Depois de a região ser purificada, é hora de aumentar a diversidade construindo biomas. Aqui as coisas ficam mais complicadas, pois cada tipo de flora exige ações muito específicas. Para criar um brejo, por exemplo, precisamos construir uma central de hidroponia em um terreno baixo próximo de uma fonte de água; já as praias surgem ao montarmos uma estrutura que coleta areia; e a tundra, por sua vez, só pode ser cultivada em locais altos e de baixa umidade.

Uma vez restaurados os biomas, o próximo passo é atrair animais para diversificar a fauna. Cada espécie de criatura habita diferentes tipos de terreno, e para encontrá-las basta utilizar um sonar nas possíveis áreas — ícones indicam as condições para o surgimento dos bichos. Por fim, é necessário ativar drones para desmontar todas as estruturas, deixando a área completamente livre de intervenção.

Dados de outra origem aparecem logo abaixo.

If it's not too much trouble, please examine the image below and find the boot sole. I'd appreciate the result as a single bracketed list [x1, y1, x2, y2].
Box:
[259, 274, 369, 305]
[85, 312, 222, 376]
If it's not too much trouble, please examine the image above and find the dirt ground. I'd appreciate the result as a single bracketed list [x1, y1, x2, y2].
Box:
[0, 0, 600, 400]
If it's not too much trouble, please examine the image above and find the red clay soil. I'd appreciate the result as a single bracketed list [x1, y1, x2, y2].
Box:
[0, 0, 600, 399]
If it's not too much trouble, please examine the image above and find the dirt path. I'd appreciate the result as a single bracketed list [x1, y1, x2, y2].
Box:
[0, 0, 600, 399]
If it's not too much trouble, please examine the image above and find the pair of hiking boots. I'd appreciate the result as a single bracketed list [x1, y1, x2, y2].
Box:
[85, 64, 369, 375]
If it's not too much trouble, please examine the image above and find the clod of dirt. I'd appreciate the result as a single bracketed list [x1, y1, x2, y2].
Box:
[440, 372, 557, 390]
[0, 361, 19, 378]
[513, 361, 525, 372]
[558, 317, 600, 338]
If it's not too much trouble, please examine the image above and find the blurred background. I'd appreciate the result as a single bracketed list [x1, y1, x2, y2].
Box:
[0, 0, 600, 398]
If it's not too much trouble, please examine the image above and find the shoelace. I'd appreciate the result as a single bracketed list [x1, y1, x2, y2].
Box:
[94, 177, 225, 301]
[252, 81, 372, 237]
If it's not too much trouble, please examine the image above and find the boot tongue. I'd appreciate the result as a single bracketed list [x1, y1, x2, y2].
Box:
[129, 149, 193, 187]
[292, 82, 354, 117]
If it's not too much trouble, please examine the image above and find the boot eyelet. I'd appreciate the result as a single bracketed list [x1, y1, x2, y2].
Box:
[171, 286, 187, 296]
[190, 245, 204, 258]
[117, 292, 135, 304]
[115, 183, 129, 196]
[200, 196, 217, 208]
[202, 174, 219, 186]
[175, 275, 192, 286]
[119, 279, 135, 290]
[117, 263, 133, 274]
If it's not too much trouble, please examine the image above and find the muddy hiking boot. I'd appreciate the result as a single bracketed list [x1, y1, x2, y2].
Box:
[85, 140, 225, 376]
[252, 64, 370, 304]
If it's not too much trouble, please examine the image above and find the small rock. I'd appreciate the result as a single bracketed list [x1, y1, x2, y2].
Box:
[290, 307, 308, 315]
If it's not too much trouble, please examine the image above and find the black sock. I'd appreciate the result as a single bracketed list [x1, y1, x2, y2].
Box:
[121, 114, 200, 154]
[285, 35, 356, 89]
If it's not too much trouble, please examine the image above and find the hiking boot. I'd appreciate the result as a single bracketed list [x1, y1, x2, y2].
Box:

O jogo conta com quatro regiões, temperado, tropical, polar e continental, compostas por estruturas, biomas e desafios distintos. Além das construções principais, há várias ferramentas de apoio, como escavadeiras para criar leitos para rios ou lava, semeadores de nuvens capazes de aumentar a umidade da região e escavadeiras para criar ilhas a partir de terra extraída do fundo do oceano. Os mapas são gerados proceduralmente e cada território tem dois tipos de estágios: normal e difícil.

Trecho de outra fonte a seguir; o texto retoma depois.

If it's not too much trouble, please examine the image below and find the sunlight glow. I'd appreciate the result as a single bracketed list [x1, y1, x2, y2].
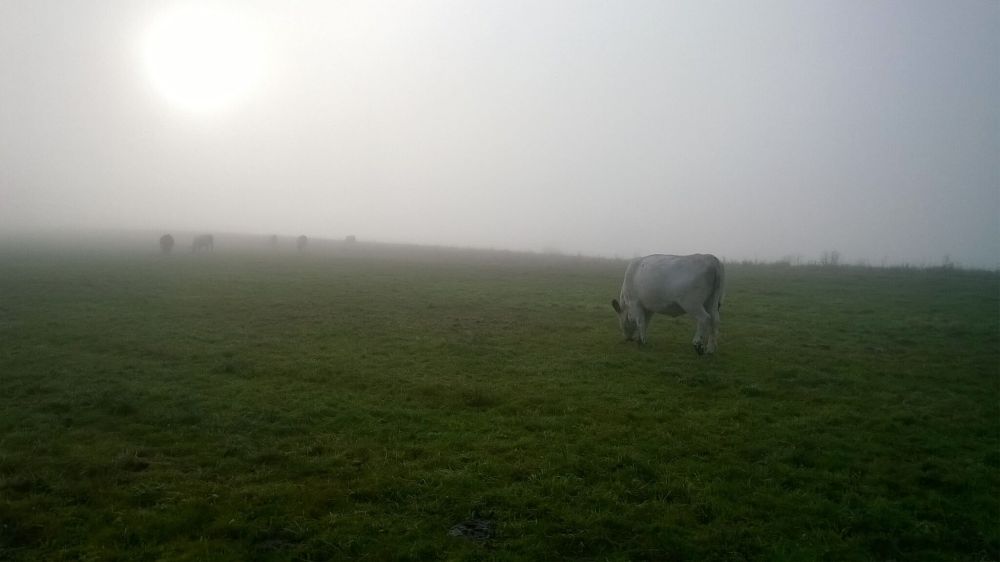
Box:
[143, 6, 263, 112]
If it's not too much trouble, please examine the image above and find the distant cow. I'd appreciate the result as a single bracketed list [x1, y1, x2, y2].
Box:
[611, 254, 726, 355]
[191, 234, 215, 252]
[160, 234, 174, 254]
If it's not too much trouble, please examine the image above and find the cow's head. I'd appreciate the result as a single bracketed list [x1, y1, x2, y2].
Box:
[611, 299, 638, 341]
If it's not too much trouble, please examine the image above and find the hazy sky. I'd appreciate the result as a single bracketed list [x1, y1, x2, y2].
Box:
[0, 0, 1000, 267]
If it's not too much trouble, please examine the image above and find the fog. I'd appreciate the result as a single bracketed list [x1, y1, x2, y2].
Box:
[0, 0, 1000, 268]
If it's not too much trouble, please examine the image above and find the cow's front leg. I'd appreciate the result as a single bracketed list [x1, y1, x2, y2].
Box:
[636, 310, 653, 346]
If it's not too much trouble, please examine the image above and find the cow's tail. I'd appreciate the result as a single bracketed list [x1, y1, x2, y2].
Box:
[708, 258, 726, 316]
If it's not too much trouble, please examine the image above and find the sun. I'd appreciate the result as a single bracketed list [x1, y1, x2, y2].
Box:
[142, 5, 264, 112]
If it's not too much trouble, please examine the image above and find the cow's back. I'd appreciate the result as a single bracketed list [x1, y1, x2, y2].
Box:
[625, 254, 721, 314]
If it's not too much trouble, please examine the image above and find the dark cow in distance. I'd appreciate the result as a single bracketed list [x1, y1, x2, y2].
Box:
[191, 234, 215, 252]
[160, 234, 174, 255]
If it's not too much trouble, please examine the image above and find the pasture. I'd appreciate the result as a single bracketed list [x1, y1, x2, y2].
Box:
[0, 237, 1000, 561]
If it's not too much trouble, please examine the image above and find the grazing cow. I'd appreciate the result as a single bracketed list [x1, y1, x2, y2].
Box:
[160, 234, 174, 255]
[611, 254, 726, 355]
[191, 234, 215, 252]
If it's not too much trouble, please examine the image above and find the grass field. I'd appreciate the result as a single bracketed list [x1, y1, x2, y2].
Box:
[0, 237, 1000, 561]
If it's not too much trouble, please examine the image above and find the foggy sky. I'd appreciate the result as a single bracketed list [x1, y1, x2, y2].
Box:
[0, 0, 1000, 268]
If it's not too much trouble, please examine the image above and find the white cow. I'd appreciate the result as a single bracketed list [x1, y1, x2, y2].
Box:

Usando a engenhosidade para transformar ambientes

Terra Nil me cativou com seu conceito inusitado, afinal não é todo dia que você encontra um jogo sobre restaurar a natureza e ir embora sem deixar rastros. Além disso, há um tom meditativo com sua atmosfera relaxante e convidativa. O título é tudo isso e, surpreendentemente, tem uma complexidade impressionante.

Como título de estratégia, Terra Nil é mais denso do que parece. No começo, tudo parece simples, afinal basta criar fontes de energia para fazer estruturas diversas funcionarem, mas rapidamente as coisas se tornam complexas. A questão é que a quantidade de recursos é limitada, então é essencial pensar com cuidado onde e como colocar cada construção para maximizar os efeitos e não ficar travado por não ter mais fundos. Os objetivos adicionais, como a criação de biomas ou a mudança de clima, são ainda mais intrincados, exigindo planejamento cuidadoso dos passos.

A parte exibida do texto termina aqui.